O livro, ao contrário do que foi previsto com o advento das novas formas de comunicação, não foi substituído enquanto objeto, não se tornou obsoleto em detrimento de outros receptáculos da escrita, logisticamente não está acima ou abaixo da eficiência que tinha, compartilha, apenas, e graciosamente nisso, o espaço com os e-ink no que permite o agarrado da Amazon nesse mercado. 

Porém, o que é verdade quanto a isso, o livro perdeu sua força enquanto simulacro da fala literária, seu único arauto, e com isso, como expressou bem em seus saudosismos Harold Bloom ─ outro que partiu pra defumação ─, entre outros defensores ferrenhos do cânone, quando foram questionadas, como nunca até então, as formas clássicas de consagração artística; estas fagocitadas pelas condições materiais do capitalismo.

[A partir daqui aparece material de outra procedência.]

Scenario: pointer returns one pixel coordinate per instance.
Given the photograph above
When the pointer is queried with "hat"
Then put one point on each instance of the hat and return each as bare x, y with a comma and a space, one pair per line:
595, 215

A mesma globalização que abre as fronteiras comerciais e bloqueia a circulação de pessoas está disposta a fazer a política internacional de resgatar os artistas expatriados dos outros polos do mundo 'desprivilegiado' ─ melhor colocando, pós-colonial ─, aos quais é delegado o papel subserviente na dinâmica mundial, o de servirem a uma historicidade maior que as deles e emprestarem seus cidadãos a uma causa maior que a própria.

No limite, os blocos econômicos, ou mercados regionais, como diagnosticado por Milton Santos, comportam a importação de mão de obra especializada e exportação dos produtos gerados nesses trâmites aos lugares que, por desprivilegiados, não puderam conter seus artistas. A carreira toda do Ignácio Loyola Brandão foi um pouco essa história, com o perdão de o expor, assim, ao escrutínio.

Todorov, com seu ensaio, faz o call-to-arms daquilo que foge do normativismo clássico 'de volta' à boa literatura do humano em si quando não há, ou houve, arte dissociada de trabalho, portanto dissociada dos modos produtivos, e não há lugar em que qualquer forma de humanidade anódina ─ senão na porra da casinha desse cara, e as crias burrinhas que ele quis botar pro mundo ─ possa ser concebida sem causar um enorme, e, sem dúvidas contemporâneo, a ver o tanto de terceiro-idade enganado quanto a isso, insustentável, até, cringe.